L'Iran saisit un autre bateau

Publié dans le panorama le Lundi 05 août 2019 à 06:26:00

© L'alsace, Lundi le 05 Aout 2019
Droits de reproduction et de diffusion réservés
Télecharger la version PDF

 

L'Iran saisit un autre bateau
 

 
La nationalité du bateau saisi n'a pas été précisée. Photo Irinn/AFP
C'est la troisième fois en moins d'un mois. L'Iran a annoncé, dimanche, la saisie mercredi d'un navire étranger dans le Golfe, région stratégique au coeur des tensions entre Téhéran et Washington.

Les forces navales des Gardiens de la Révolution, l'armée idéologique du régime, ont saisi le navire-citerne, dont la nationalité n'a pas été précisée dans l'immédiat. Sept étrangers membres de l'équipage ont été arrêtés lors de cette opération. Le navire transportait « 700 000 litres de carburant de contrebande autour de l'île de Farsi » et se dirigeait vers des pays arabes du Golfe, selon les Gardiens de la Révolution. Il a été transféré vers le port Bouchehr (sud), et « sa cargaison de carburant de contrebande remise aux autorités » en coordination avec la justice iranienne.

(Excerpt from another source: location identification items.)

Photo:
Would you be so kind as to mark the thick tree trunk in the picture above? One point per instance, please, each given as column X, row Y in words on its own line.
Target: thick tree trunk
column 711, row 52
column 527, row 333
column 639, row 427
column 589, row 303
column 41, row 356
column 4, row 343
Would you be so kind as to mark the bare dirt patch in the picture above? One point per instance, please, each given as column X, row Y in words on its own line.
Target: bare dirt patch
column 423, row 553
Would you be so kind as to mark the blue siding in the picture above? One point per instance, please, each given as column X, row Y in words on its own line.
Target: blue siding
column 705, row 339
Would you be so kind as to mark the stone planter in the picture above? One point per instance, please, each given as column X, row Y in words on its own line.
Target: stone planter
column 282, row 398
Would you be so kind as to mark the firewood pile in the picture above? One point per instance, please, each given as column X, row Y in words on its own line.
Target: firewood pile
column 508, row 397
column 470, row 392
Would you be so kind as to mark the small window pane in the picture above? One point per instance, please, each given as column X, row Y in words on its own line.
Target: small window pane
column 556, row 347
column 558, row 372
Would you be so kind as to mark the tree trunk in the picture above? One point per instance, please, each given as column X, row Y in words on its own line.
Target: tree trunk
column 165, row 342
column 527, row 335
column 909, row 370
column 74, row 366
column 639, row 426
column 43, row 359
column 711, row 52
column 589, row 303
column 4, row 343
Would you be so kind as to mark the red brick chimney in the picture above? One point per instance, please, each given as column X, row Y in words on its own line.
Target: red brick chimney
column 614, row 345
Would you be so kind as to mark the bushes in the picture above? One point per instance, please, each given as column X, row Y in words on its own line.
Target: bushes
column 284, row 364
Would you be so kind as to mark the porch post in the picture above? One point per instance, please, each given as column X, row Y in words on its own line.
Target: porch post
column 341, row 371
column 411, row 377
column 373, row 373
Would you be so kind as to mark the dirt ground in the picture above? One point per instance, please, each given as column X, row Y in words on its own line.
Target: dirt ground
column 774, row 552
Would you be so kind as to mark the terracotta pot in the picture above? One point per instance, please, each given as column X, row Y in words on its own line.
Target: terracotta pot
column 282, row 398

Le 14 juillet, l'Iran avait intercepté dans le Golfe un pétrolier battant pavillon panaméen, le MT Riah, accusé également de transporter du pétrole de contrebande. Cinq jours plus tard, le 19 juillet, la marine iranienne a arraisonné un pétrolier suédois battant pavillon britannique, le Stena Impero, soupçonné de « non-respect du code maritime international ».
Une zone de tensions

Le tiers du pétrole acheminé par voie maritime sur la planète transite par le détroit d'Ormuz situé dans le Golfe. Cette nouvelle saisie risque d'exacerber davantage les tensions qui n'ont cessé de monter dans la région, depuis le retrait américain en mai 2018 de l'accord sur le nucléaire iranien, suivi du rétablissement de lourdes sanctions américaines contre l'Iran.

Des attaques et des sabotages en mai et juin derniers contre des pétroliers dans le Golfe ont été imputés par Washington à Téhéran, qui dément toute implication. Dimanche pourtant, le général iranien Ahmad Reza a affirmé que les risques qu'un conflit éclate dans le Golfe avaient diminué. Mais il a tenu à souligner que « le golfe Persique est comme une poudrière et l'explosion du premier pétard peut mener à un énorme désastre ».